Hi,
Sorry to contact you with another question, but after resolving the postproc_atmos problem by increasing the time limit (see my previous topic), it has now failed at the postproc_nemo stage, giving me the following error:
[SUBPROCESS]: Error = -9:
WARNING: libu: memcpy AMD cpuid detection failed
[ERROR] /work/y07/shared/umshared/nemo/utils/src/REBUILD_NEMO/BLD/bin/rebuild_nemo.exe: Error=-9
→ Failed to rebuild file: /work/n02/n02/cjrw09/cylc-run/u-df570/share/data/History_Data/NEMOhist/rebuilding_DF570O_18501201_RESTART/df570o_18501201_restart.nc
[FAIL] Command Terminated
[FAIL] Terminating PostProc…
[FAIL] main_pp.py nemo <<‘STDIN’
[FAIL]
[FAIL] ‘STDIN’ # return-code=1
2024-05-15T00:26:54Z CRITICAL - failed/EXIT
slurmstepd: error: Detected 1 oom-kill event(s) in StepId=6574852.batch. Some of your processes may have been killed by the cgroup out-of-memory handler.
Is this a memory/storage problem (as the first line might suggest) or because it cannot build that certain file? If the latter, what is that file - I haven’t come across that one before?
Thank you,
Charlie
Hi Charlie,
I would first try increasing the memory by adding e.g.
[[[directives]]]
--mem=25G
to the [[POSTPROC_RESOURCE]] section in site/archer2.rc file
If it still OOMs then I would put the task on a compute node (standard) queue instead.
Cheers,
Ros.
Hi Charlie
If Ros’s suggestion doesn’t work - try to run postproc on a compute node. In site/archer2.rc
change
[[POSTPROC_RESOURCE]]
inherit = HPC_SERIAL
pre-script = """
module load postproc
module list 2>&1
ulimit -s unlimited
"""
to
[[POSTPROC_RESOURCE]]
inherit = HPC
pre-script = """
module load postproc
module list 2>&1
ulimit -s unlimited
"""
[[[directives]]]
--nodes = 1
--ntasks = 1
--tasks-per-node = 1
--cpus-per-task = 4
reload the suite and retrigger the task.
Grenville
Okay, many thanks, that seems to have worked without Grenville’s additional suggestion. In fact it completed in just under 15 minutes.
By the way, when I do a rose suite-run --reload (after shutting down my computer i.e. starting from a fresh window), is the suite GUI meant to reappear? If so, it doesn’t. The only way I can see the progress of my suite is by doing cylc gscan&. Is this right?

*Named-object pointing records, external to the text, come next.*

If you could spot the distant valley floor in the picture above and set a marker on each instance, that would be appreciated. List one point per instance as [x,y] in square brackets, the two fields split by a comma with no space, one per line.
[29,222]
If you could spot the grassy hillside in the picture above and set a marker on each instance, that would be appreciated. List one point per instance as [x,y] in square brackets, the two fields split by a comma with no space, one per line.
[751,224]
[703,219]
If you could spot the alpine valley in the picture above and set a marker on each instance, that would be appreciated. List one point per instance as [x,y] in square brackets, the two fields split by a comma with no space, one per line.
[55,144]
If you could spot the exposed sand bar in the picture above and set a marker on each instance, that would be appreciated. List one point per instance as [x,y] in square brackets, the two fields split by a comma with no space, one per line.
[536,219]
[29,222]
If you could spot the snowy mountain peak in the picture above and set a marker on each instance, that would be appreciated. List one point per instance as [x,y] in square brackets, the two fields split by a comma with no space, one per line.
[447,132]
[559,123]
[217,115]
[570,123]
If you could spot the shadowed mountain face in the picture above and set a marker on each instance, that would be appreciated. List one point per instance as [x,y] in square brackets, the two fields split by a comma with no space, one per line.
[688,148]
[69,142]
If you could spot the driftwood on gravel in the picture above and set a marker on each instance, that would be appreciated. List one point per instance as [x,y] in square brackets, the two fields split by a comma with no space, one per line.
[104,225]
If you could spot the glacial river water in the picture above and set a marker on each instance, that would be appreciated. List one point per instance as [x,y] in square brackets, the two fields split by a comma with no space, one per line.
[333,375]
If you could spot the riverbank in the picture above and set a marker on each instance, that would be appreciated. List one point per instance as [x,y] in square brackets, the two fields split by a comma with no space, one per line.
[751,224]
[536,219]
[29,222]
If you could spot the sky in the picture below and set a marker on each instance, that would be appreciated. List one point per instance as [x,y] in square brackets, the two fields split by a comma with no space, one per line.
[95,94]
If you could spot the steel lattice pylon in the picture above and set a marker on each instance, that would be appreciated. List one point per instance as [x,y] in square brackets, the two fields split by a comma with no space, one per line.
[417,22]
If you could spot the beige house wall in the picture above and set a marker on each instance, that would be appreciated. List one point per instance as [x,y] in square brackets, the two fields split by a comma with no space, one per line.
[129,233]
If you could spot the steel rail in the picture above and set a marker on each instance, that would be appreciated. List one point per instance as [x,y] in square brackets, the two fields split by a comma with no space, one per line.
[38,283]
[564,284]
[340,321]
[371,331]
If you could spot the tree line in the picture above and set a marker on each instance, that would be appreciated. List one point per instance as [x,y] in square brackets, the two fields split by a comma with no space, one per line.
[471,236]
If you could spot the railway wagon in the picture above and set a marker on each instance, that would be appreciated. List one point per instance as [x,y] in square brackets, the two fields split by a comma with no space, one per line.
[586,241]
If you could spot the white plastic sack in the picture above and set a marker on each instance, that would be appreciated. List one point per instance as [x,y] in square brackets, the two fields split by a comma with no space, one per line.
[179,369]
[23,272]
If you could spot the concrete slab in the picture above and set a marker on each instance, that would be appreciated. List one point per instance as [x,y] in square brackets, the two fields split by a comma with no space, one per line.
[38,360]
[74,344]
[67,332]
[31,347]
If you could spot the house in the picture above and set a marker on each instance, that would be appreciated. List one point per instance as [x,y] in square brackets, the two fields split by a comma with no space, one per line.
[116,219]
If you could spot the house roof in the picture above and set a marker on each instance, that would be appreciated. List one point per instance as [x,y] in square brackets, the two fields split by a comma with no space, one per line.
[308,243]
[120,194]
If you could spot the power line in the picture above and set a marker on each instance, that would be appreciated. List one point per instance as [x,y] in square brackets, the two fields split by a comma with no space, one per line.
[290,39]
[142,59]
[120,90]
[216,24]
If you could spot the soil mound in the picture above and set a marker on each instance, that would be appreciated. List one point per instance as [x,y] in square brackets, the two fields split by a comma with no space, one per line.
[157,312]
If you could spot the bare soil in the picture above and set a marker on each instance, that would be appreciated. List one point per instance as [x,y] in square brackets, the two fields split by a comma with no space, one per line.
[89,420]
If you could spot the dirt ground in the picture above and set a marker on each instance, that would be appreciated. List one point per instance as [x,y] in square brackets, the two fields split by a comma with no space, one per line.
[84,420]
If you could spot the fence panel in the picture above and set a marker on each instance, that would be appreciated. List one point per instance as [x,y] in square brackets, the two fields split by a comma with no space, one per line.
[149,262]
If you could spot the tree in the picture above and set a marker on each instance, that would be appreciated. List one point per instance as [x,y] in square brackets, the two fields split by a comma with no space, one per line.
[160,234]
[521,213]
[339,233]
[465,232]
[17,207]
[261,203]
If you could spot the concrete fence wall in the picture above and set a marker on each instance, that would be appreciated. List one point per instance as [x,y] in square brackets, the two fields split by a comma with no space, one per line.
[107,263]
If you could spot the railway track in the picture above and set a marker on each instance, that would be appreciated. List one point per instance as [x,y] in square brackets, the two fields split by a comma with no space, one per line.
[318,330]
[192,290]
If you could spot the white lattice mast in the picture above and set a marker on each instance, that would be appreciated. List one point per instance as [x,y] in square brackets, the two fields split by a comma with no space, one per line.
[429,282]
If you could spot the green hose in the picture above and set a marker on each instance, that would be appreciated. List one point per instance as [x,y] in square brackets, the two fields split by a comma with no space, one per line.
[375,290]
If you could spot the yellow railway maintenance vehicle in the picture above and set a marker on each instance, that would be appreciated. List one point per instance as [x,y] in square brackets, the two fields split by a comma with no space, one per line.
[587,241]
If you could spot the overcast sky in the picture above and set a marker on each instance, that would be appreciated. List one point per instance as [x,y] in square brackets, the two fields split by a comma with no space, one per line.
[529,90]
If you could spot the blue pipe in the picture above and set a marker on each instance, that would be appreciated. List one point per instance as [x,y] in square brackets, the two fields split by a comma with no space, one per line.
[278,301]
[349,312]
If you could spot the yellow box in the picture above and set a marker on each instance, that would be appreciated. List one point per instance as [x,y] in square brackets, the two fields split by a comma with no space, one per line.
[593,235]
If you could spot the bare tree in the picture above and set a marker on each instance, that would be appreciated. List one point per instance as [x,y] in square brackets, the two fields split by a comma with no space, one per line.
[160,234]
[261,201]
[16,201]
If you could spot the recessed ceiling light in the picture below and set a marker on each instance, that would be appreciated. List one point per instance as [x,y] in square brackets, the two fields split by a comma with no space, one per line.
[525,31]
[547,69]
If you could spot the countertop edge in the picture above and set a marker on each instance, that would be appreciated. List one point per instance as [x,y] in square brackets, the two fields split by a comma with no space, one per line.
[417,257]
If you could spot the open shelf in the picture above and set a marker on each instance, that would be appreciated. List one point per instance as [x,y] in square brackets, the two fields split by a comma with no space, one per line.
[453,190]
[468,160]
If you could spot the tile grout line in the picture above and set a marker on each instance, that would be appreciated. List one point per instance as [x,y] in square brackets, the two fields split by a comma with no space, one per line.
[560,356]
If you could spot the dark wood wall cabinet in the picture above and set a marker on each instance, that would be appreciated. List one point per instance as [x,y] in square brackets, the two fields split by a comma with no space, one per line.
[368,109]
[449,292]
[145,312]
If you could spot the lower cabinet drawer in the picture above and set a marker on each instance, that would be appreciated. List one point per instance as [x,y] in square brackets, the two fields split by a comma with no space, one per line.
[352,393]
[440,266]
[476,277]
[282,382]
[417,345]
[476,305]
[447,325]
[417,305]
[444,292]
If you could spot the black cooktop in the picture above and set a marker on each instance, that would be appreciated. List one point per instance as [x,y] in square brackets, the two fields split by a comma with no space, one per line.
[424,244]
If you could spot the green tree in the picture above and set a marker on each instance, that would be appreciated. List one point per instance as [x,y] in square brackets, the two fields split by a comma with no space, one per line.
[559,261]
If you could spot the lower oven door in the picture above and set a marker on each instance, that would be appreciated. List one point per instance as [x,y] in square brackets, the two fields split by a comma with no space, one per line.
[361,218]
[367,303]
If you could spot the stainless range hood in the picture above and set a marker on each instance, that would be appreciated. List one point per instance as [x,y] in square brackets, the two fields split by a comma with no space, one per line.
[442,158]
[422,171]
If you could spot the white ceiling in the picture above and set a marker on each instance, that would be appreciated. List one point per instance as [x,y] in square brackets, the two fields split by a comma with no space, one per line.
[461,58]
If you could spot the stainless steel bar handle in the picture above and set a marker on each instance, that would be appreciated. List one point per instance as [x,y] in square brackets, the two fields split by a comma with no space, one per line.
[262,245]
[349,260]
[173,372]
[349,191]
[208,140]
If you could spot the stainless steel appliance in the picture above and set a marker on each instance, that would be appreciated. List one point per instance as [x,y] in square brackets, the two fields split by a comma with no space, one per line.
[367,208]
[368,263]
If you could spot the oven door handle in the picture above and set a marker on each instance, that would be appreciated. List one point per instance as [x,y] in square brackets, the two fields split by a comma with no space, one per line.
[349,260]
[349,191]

It has now, perhaps unsurprisingly, failed at the next, pptransfer stage, giving me the following error:
[SUBPROCESS]: Error = 1:
Error loading source credential: GSS failure:
GSS Major Status: General failure
GSS Minor Status Error Chain:
globus_sysconfig: File does not exist: /work/n02/n02/cjrw09/cred.jasmin is not a valid file
But would you like me to open a new ticket for this?
Charlie
Hi Charlie,
To relaunch the cylc gui for a particular suite:
puma2$ cd ~/roses/<suiteid>
puma2$ rose sgc
rose suite-run --reload reloads the suite definition for a running suite
In order for pptransfer to work using gridftp you need to follow the pptransfer setup instructions first which include generation of the cred.jasmin - JASMIN short-lived credential.
Cheers,
Ros.
Thanks very much Ros, have done that. Do we really need to refresh our short lived credential every 30 days, seems a bit of a faff?!
Anyway, much to my surprise, it has worked and finally my test has completed. All of the data appears to have been successfully transferred to JASMIN.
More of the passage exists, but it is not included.